26. Know the components
of a two-way ANOVA table and the meaning of sums of squares for rows, columns,
and interaction in terms of cell, marginal, and expected means.
SSRow weighted
sum of the squared differences between the row means and the grand mean.
SSColumn weighted sum of the squared differences between the column means and the grand mean.
SSInteraction weighted sum of the squared differences between the cell means and the expected cell means.

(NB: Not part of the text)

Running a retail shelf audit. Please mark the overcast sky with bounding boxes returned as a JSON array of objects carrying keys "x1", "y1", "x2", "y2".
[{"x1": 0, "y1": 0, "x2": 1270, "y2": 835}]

The expected cell means are those that would exist if each dimension (row, column, layer, etc.) was consistent across the other dimensions.
27. Know the advantage
of factorial designs over separate one-way designs.
Row and column sums
of squares (and mean squares) would be identical in a factorial design
and separate one-way designs with the same data (in the most common type
of analysis). The error term, however, will usually be smaller in a factorial
design, therefore resulting in a larger F. The factorial design also allows
you to study the interaction of the separate effects. This is not possible
in separate one-way designs.
28. Given a data set, be able to complete an analysis of a two-way ANOVA using SPSS and interpret the results.
29. Given a printout
of a two-way ANOVA from SPSS, be able to interpret the main effect and
interaction results.
Means are given in
two places: a Descriptive Statistics table gives the actual or weighted
means. An Estimated Marginal Means table gives unweighted means. The unweighted
means are an estimate of what the means would be if the groups had been
equal in size. It is important to select the appropriate means for your
interpretation.
30. Be able to complete an ANOVA table given summary data (number of subjects, sum of squares, and number of levels for each factor.
31. Know the meaning
of and how to interpret ANOVA results using Type I, II, and III Sum of
Squares.
Type I SS adjusts
each effect for those listed before it in the list of effects. It would
be used if there is a hierarchy of cause and effect factors being hypothesized.

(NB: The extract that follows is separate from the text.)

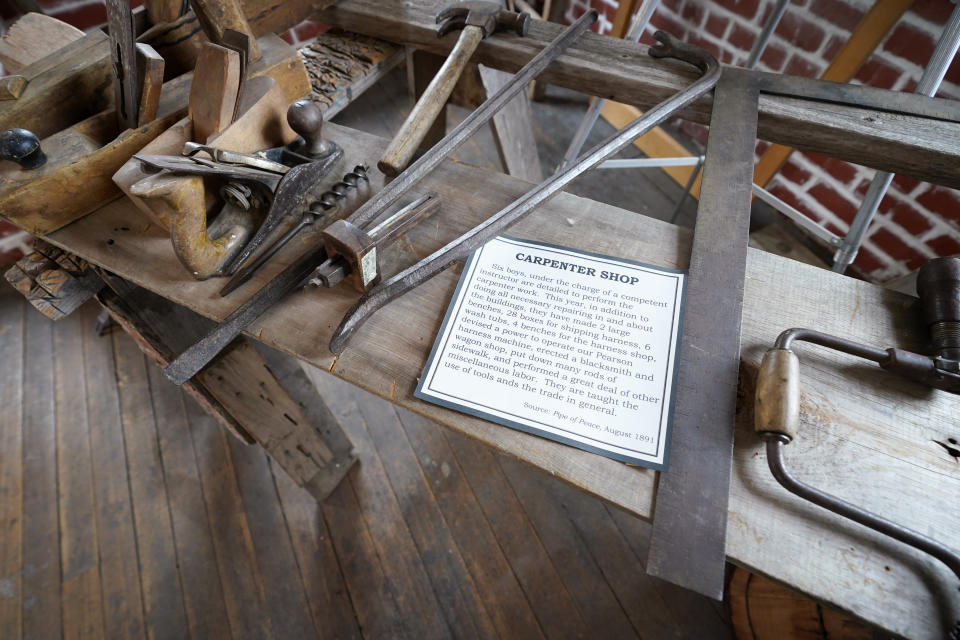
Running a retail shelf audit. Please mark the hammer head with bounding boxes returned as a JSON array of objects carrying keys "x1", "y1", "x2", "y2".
[{"x1": 437, "y1": 0, "x2": 530, "y2": 38}]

Type II SS adjusts the main effects for each other (not the interaction)
and the interaction effect for both main effects. It is equivalent to the
regression approach. Type III SS evaluates differences between the unweighted
means. Type III is the default and most common in SPSS. It assumes that
differences in sample sizes are a result of random events which is what
would normally occur in an experiment where the experimental and control
groups would have equal n's at the beginning of the experiment. Type IV
will not be covered in this class. It is useful with missing cells (cells
with no subjects).
32. Know the meaning
of tests of simple main effects and when to conduct them and pairwise comparisons
in a factorial design.
Tests of simple main
effects are one-way F tests for individual levels of one or more of the
independent variables using the overall error term. Pairwise multiple comparisons
can be done on either the marginal means or cells means as in a one-way
design. Simple main effects are conducted after a significant interaction
has been found. In many cases the interaction can be interpreted satisfactorily
by inspection of the means and not using simple main effects tests. The
SPSS procedures for simple main effects and pairwise comparisons for factorial
designs require using complicated lmatrix syntax commands. This is necessary
to ensure that the correct error term is used. An alternative procedure
would be to do a one-way F test using SPSS but compute the F ratios by
hand using the overall error term from the two-way analysis.
33. Know how a repeated
measures design differs from one-way and factorial ANOVA designs.
In a repeated
measures design, the groups being compared are composed of the same subjects.
Because of this, the error term for the difference between the means needs
to be computed differently to account for the similarity that is expected
when measuring the same persons. In effect, the difference between subjects
across all variables (groups) is removed from the error term which results
in a more powerful test. Many designs include both a between-subjects factor
and a within-subjects (repeated measures) factor.